Module dependencies would have the following impacts on DITA processing.

Inherited processing (aka fallback processing)
Processing based on the class attribute continues to work without modification.
Conref
In coarse validation, the process inspects the dependencies attribute (similar to previous use of the domains attribute) to determine whether the modules for the content source are a subset of the modules of the content destination and thus the content fragment elements are guaranteed to be valid. In fine-grained validation, the process inspects the class attributes of the elements in the content fragment to confirm that the lowest module in each class attribute is included in the dependencies for the content destination.
Generalization
The operation of actually renaming elements requires only the class attribute. Thus, module dependencies have no effect on the renaming operation itself.

To determine whether the element is valid for the target document type, the generalization operation scans the class attribute from most to least specialized element until it finds a module that is supported by the target document type. The generalizer uses the element as the element name.

To find out which modules are valid in the target document type, the generalizer might look at the dependencies attribute for an existing instance of the target document type, look at an XML representation (such as XML Schema or Neko DTDx) of the validation grammar, or take a list of module names as input.

As noted above, any document type that forces generalization of an element also forces generalization of the container element (if necessary), so the generalized element is guaranteed to be valid in the position. That is, because this proposal doesn't change the rules of specialized substitution, generalization remains reliable.

Costs

This change is backward compatible for instances and processing:

DTD impact: Apply the design pattern for domains to topics.

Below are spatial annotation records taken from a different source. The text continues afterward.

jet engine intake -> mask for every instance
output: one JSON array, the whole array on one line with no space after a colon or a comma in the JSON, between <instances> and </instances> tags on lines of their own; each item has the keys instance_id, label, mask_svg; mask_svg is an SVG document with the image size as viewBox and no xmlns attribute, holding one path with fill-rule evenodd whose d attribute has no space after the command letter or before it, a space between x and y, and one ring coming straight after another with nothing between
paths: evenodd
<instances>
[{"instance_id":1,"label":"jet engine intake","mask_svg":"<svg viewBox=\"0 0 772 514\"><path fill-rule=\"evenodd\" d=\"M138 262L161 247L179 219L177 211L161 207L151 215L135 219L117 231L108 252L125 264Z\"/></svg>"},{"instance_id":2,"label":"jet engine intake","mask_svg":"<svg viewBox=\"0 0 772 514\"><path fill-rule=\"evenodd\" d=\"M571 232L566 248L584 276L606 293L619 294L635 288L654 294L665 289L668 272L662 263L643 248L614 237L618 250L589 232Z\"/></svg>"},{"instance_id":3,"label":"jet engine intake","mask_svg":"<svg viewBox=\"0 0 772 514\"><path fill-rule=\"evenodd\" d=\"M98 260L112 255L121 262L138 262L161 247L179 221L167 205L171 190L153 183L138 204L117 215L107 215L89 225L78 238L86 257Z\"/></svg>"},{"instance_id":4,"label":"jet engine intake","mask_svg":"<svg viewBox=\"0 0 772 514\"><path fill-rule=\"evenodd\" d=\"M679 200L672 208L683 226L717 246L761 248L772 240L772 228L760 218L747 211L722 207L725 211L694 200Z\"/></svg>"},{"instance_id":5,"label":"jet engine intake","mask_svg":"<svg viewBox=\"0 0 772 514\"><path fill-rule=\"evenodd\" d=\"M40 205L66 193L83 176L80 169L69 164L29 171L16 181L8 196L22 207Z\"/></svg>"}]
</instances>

Schema impact: Apply the design pattern for domains to topics.

Benefits

By making it possible to use a single element in all contexts that have the same kind of content, this proposal has the following benefits:

Also, eliminating the distinction between topic and domain modules simplifies DITA overall because there are only modules.

Time Required

Two days to refactor the existing DTDs. Note that this work overlaps with that needed to enable constraints (see issue 34).